The man, identified as a 49-year-old from Kranj, boarded a bus No 6B headed for Dolgi Most in the south-west of Ljubljana shortly before 9 PM last night.
Threatening the driver with a screwdriver, he forced him to divert the bus in the direction of the Ljubljana ring road, threatening to kill him and the passengers on the bus.
To alert the police, the driver drove through a red light, switching on the indicators and waving his hand. One of the passengers also managed to call the police.
Noticing the signs, a police patrol followed the bus, intercepting it before it drove onto the Ljubljana ring road, Belšak said, praising the driver's reaction.
In the meantime, the police received several calls from citizens reporting that a man in a bus was threatening the driver with a screwdriver.
After the police stopped the bus, the suspect attempted to flee the scene, and when he lashed at the two police officers, the pair used a pepper spray and managed to handcuff him, said Belšak.
Once they managed to control the suspects, other police patrols arrived at the scene and they all started taking witness statements, during which time the suspect started to show signs of health problems and a loss of consciousness.
Seeing his condition, the police removed the handcuffs and started to resuscitate him, calling an ambulance. The suspect died after the paramedics arrived.
The Ljubljana UKC hospital confirmed on its Twitter account that the paramedics, having arrived at the scene, resumed resuscitation procedures started by the police, but that after 45 minutes of unsuccessful attempts the man was pronounced dead.
The suspect is the same man who barricaded himself at the Kranj office of the Agency for Public Legal Records (AJPES) last year.
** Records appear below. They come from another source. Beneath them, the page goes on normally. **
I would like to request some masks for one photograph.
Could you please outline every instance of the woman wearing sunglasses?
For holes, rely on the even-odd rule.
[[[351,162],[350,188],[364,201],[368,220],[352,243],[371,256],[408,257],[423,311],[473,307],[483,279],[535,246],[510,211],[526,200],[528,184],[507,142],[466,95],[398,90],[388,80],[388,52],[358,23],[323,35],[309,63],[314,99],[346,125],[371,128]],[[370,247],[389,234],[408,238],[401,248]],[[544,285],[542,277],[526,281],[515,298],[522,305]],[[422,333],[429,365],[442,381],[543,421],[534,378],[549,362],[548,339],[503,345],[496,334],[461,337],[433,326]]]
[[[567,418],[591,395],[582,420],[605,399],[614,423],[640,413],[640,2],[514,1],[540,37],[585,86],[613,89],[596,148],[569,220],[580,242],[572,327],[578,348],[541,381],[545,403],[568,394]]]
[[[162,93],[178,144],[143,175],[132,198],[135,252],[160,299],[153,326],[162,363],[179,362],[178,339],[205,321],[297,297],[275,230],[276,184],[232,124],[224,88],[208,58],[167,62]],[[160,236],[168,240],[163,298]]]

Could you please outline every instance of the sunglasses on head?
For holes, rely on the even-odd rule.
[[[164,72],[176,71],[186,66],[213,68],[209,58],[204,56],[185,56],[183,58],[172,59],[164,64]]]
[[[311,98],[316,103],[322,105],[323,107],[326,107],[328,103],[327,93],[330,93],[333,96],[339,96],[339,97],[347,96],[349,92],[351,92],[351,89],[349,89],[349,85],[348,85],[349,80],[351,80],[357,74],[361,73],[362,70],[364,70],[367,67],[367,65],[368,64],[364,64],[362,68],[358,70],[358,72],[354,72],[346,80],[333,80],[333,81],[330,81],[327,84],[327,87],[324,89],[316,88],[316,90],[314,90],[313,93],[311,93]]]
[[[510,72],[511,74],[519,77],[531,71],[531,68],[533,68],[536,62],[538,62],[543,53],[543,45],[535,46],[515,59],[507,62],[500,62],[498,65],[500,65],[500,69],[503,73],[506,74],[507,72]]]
He had been hospitalised in the past for psychiatric problems.
Belšak said this time as well the man appeared to be confused, with a diminished capacity, "which could be a result of substance abuse", but this cannot be ascertained until a postmortem is conducted.
Before the incident at the Ljubljana bus the police received a similar report from the driver of a coach en route from Ljubljana to Kranj.
The driver told them that there was a man on the coach who kept "mentioning special police on the phone before he pulled out a screwdriver, wielding it". He got off at the first stop in Ljubljana, leaving behind a backpack, based on whose content the police established that it was the one and the same man.
Police Commissioner Tatjana Bobnar has already appointed a special fact finding commission to look into exact circumstances of the incident, something that is a routine procedure in cases of death during arrest procedures.